One of the unique things we are able to accomplish because of AT&T Stadium is we are able to take the team allotments of 12,500 tickets each and split them within the stadium so that we have one team’s fan base enter through one endzone plaza and the other team’s fans enter through the other plaza.  

That allows us to create opportunities within those plazas. As part of the pre-game Goodyear Huddle Up Fan Fest, we have team-themed pep rallies in each plaza. You would be hard pressed to find another stadium in the country where you could create those two separate areas. 

The challenge is, you want to create an atmosphere for both teams that is comparable. Goodyear, as the leader of the pack among the corporate partners, does a phenomenal job of creating two of everything. Whatever the activations are, they are going to give both fan bases more or less the same experience in both plazas, and that costs money. 

Another thing that is unique to us compared to the Cowboys, is we forged a partnership with the Texas Live! entertainment center, which is right next door to AT&T Stadium. When fans walk into Texas Live! around our game, they know they are at the Goodyear Cotton Bowl Classic through signage and events the night before and on gameday.  

Jim: Following up on that, your sponsorship sales program is in a unique situation in that there is shared responsibility with ESPN. Can you give us a sense of how that works and how much coordination goes on between you, ESPN and partners such as Goodyear and others? 

Michael: The setup of the corporate partner program within the College Football Playoff is certainly unique. To be a member of the College Football Playoff, the New Years Six bowl games each had to take our title sponsorship rights and our television rights and package them so that the College Football Playoff could sell them through to ESPN. 

As part of that, ESPN, in a semi-final year controls 15 sponsorship categories and in a non-semifinal year, it controls 12 categories. So a company such as Goodyear comes in and partners with the College Football Playoff through what is, for all practical purposes, a very large media buy that encompasses the entire college football season. 

Separate from that, Goodyear signs a title sponsorship agreement with us that dives down into the local activations and marketing rights in North Texas and what they can do around our game and the events leading up to it. 

The amount of time we all spend communicating is immense. I certainly work closely with my counterpart at ESPN who sold through the Goodyear deal. We routinely have conversations with the folks at the College Football Playoff as well. 

And it’s not just title sponsors. Taco Bell has done a deal with all of the New Years’ Six bowl games and the College Football Playoff. They have the rights to the marks of all six games and of the CFP. Through that, they have their Live Mas student section at each game. There is a lot of coordination between us, the other games, ESPN, the agency for Taco Bell and the CFP. 

There are a lot of cooks in the kitchen and to be able to work through all that goes into activating a sponsorship around the College Football Playoff is a challenge at times, but also extremely rewarding when done right.  

Jim: How big is your team that has to manage all of these many moving pieces? 

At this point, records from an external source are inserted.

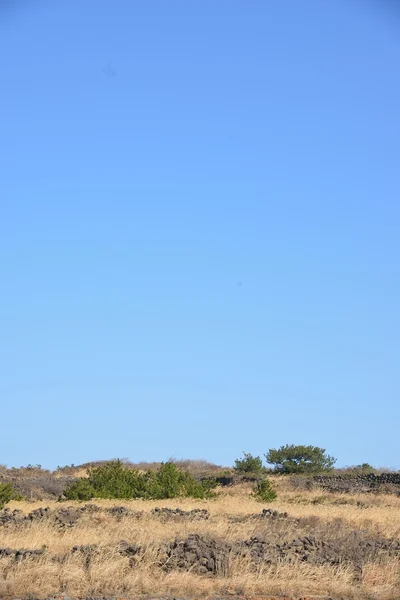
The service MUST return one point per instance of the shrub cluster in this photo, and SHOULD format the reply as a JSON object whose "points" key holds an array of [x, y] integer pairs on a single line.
{"points": [[115, 480], [8, 493], [289, 459]]}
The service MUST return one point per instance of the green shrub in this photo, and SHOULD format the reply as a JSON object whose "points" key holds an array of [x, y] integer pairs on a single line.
{"points": [[300, 459], [263, 491], [248, 464], [115, 480], [170, 482], [8, 493]]}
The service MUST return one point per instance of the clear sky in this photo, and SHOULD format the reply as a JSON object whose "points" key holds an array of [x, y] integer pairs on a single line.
{"points": [[200, 229]]}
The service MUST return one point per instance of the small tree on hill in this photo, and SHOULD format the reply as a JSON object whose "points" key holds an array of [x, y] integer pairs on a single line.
{"points": [[248, 464], [300, 459]]}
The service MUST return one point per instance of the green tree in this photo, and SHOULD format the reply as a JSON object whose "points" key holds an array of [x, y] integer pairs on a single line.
{"points": [[8, 493], [300, 459], [115, 480], [263, 491], [248, 464]]}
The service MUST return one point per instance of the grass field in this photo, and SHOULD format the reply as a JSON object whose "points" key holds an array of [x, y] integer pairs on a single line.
{"points": [[333, 517]]}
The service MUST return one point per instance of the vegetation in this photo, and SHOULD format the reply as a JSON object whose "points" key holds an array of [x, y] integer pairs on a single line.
{"points": [[300, 459], [263, 491], [248, 464], [115, 480], [8, 493]]}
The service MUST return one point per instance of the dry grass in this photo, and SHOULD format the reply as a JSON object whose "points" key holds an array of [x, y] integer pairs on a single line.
{"points": [[109, 573]]}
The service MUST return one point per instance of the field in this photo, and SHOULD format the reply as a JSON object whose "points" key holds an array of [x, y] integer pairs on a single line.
{"points": [[306, 544]]}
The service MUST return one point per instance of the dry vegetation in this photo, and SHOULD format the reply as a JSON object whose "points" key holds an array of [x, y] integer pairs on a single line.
{"points": [[333, 517]]}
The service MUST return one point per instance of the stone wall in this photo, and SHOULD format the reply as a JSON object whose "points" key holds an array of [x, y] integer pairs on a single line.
{"points": [[360, 482]]}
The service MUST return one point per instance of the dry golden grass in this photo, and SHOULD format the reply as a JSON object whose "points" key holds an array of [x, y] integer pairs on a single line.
{"points": [[109, 573]]}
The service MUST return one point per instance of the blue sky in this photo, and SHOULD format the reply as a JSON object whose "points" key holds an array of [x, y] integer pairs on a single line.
{"points": [[199, 234]]}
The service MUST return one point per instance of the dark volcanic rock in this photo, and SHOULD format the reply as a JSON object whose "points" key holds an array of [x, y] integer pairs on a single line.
{"points": [[198, 554], [197, 514]]}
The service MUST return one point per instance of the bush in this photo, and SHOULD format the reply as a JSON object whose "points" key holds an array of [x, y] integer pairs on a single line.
{"points": [[263, 491], [115, 480], [248, 464], [300, 459], [8, 493]]}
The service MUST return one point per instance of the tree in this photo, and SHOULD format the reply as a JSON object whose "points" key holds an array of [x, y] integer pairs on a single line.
{"points": [[300, 459], [248, 464], [263, 491]]}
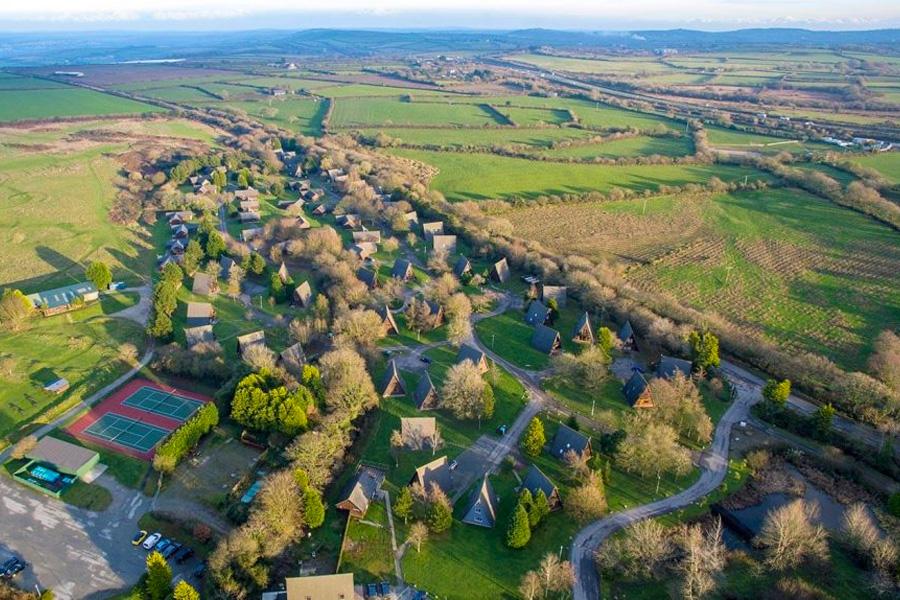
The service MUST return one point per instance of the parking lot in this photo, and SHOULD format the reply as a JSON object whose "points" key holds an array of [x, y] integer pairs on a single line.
{"points": [[77, 553]]}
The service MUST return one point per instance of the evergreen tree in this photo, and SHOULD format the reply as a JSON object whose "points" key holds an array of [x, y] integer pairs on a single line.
{"points": [[518, 532], [215, 245], [193, 254], [185, 591], [159, 577], [539, 510], [313, 508], [605, 341], [99, 274], [534, 438], [440, 515], [403, 504]]}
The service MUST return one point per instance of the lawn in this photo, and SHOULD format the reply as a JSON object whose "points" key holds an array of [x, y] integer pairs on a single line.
{"points": [[362, 112], [478, 176], [20, 105]]}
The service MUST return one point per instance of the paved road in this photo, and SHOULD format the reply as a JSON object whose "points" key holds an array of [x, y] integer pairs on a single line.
{"points": [[76, 552], [87, 402], [714, 465]]}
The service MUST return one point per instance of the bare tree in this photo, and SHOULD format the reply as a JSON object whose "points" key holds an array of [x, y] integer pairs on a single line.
{"points": [[790, 537], [418, 534]]}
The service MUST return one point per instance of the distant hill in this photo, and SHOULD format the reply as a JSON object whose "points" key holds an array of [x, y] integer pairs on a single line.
{"points": [[21, 49]]}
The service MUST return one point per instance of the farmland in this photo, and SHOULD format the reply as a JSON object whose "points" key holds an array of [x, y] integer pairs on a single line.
{"points": [[474, 177]]}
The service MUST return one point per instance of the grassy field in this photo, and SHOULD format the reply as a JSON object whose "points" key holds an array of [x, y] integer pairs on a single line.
{"points": [[807, 273], [627, 147], [475, 177], [56, 198], [20, 105], [362, 112]]}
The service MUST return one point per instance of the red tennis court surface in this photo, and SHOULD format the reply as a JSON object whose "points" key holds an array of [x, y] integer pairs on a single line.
{"points": [[124, 420]]}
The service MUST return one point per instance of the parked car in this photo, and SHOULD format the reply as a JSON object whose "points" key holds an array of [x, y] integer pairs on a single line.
{"points": [[151, 541], [171, 549], [11, 567], [184, 553]]}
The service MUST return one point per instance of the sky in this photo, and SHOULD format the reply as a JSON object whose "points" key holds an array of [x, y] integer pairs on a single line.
{"points": [[45, 15]]}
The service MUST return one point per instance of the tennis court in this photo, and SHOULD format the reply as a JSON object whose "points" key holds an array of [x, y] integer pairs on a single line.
{"points": [[161, 402], [116, 429]]}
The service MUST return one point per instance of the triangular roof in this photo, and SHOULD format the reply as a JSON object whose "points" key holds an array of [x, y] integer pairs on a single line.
{"points": [[669, 366], [402, 269], [546, 339], [392, 385], [462, 266], [583, 331], [425, 395], [500, 271], [387, 319], [634, 388], [370, 278], [283, 273], [482, 509], [303, 293], [567, 439], [437, 471], [535, 480], [626, 332], [537, 313], [469, 352]]}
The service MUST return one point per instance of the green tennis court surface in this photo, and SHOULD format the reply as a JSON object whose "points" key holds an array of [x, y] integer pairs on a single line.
{"points": [[162, 403], [121, 430]]}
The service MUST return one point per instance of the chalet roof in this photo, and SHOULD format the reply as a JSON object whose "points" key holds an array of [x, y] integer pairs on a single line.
{"points": [[583, 328], [437, 471], [634, 387], [363, 489], [443, 243], [537, 313], [432, 228], [202, 334], [535, 480], [248, 340], [199, 313], [416, 429], [462, 266], [293, 354], [626, 332], [367, 236], [469, 352], [557, 292], [67, 457], [370, 278], [500, 270], [203, 284], [303, 293], [545, 339], [482, 509], [320, 587], [392, 383], [425, 394], [669, 365], [567, 439], [402, 269]]}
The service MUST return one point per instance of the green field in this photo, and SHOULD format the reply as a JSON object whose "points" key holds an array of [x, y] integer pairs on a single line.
{"points": [[474, 177], [20, 105], [627, 147]]}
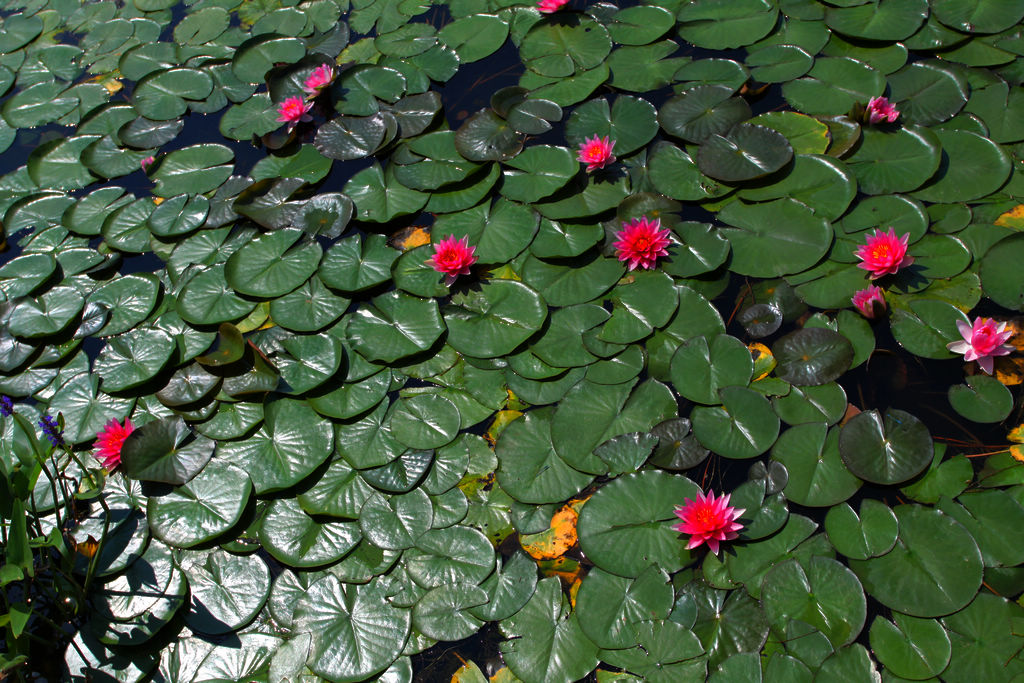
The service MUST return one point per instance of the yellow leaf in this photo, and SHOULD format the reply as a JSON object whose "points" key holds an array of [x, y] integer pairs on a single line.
{"points": [[564, 567], [764, 361], [1017, 434], [556, 540], [1013, 218], [469, 673], [1010, 371]]}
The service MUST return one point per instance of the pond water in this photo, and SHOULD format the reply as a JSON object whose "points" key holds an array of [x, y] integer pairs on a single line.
{"points": [[339, 452]]}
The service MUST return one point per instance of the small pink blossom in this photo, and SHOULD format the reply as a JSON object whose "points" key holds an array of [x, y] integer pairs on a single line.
{"points": [[880, 110], [982, 341], [293, 111], [641, 242], [110, 440], [549, 6], [884, 253], [869, 301], [453, 257], [596, 153], [318, 79], [708, 520]]}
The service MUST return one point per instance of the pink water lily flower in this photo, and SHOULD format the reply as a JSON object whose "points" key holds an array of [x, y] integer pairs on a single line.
{"points": [[982, 341], [110, 440], [880, 110], [884, 253], [596, 153], [641, 242], [293, 111], [708, 520], [869, 301], [549, 6], [453, 257], [318, 79]]}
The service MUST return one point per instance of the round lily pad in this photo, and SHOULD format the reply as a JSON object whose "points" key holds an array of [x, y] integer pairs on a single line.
{"points": [[207, 506], [425, 421], [812, 356], [1001, 280], [822, 592], [870, 535], [744, 153], [493, 319], [356, 632], [627, 525], [817, 475], [889, 450], [699, 369], [911, 647], [297, 540], [915, 577]]}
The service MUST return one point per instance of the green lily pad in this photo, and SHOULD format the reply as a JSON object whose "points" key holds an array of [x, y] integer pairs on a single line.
{"points": [[297, 540], [895, 162], [701, 112], [834, 86], [817, 475], [812, 356], [870, 535], [1000, 279], [911, 647], [206, 507], [894, 19], [225, 592], [193, 170], [763, 236], [721, 26], [355, 632], [744, 153], [272, 264], [291, 443], [928, 92], [888, 451], [630, 122], [608, 606], [699, 369], [395, 326], [822, 592], [528, 468], [627, 525], [494, 319], [562, 48]]}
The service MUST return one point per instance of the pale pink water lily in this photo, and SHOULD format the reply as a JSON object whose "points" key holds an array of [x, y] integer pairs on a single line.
{"points": [[869, 301], [884, 253], [110, 441], [293, 111], [982, 341], [318, 79], [880, 110], [453, 257], [596, 153], [641, 242], [709, 520], [549, 6]]}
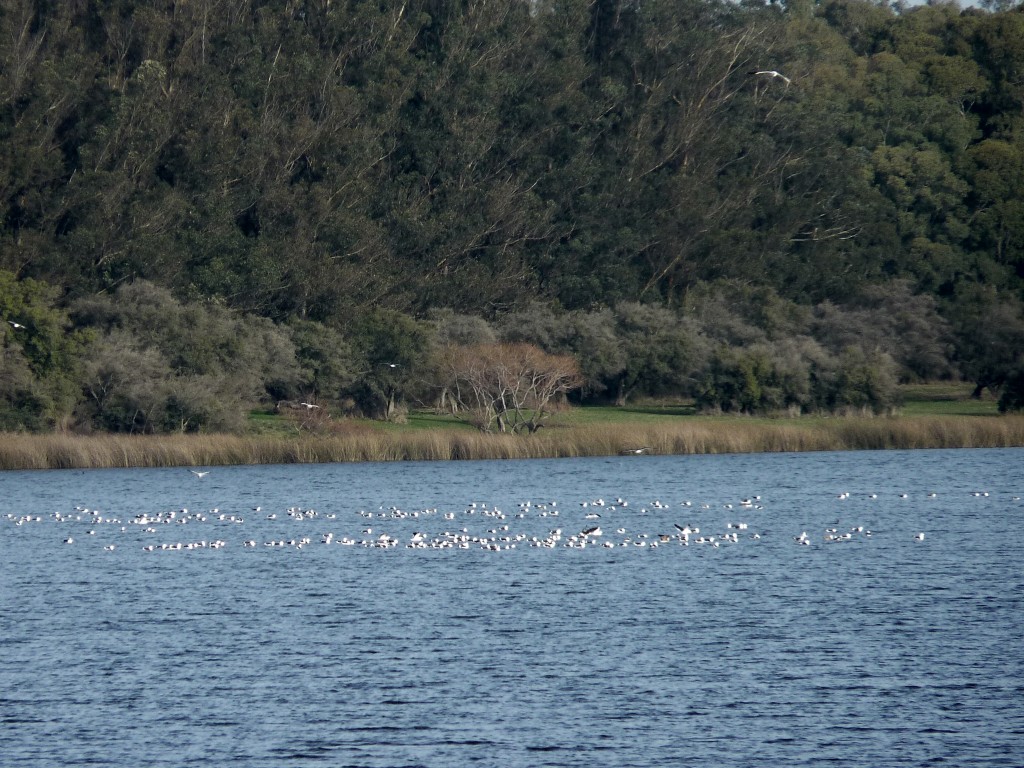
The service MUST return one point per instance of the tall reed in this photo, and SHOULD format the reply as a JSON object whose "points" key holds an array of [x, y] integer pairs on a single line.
{"points": [[671, 436]]}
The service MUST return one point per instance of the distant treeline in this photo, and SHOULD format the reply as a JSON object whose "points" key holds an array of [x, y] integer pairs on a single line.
{"points": [[205, 206]]}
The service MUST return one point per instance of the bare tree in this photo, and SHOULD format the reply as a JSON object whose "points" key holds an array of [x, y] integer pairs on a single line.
{"points": [[511, 387]]}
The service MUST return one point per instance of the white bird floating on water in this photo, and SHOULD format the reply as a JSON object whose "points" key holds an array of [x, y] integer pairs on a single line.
{"points": [[501, 532]]}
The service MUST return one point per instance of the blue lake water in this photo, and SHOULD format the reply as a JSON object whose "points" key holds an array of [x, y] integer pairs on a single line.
{"points": [[443, 623]]}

Michael: It takes an army. Our staff is small throughout the year, but we have a group of people I don’t even want to call volunteers. I’ll call them “operations specialists.” These are some of the best and brightest that come from around the country year after year to our game to help us put on these events, to make sure the activation of our sponsor assets is done properly.  

We also partner with great vendors, TicketManager being one of them, to help us make sure we’re putting on the best event we can. It’s really important that we have this group that really makes our game run efficiently and smoothly and helps us make great memories that last a lifetime.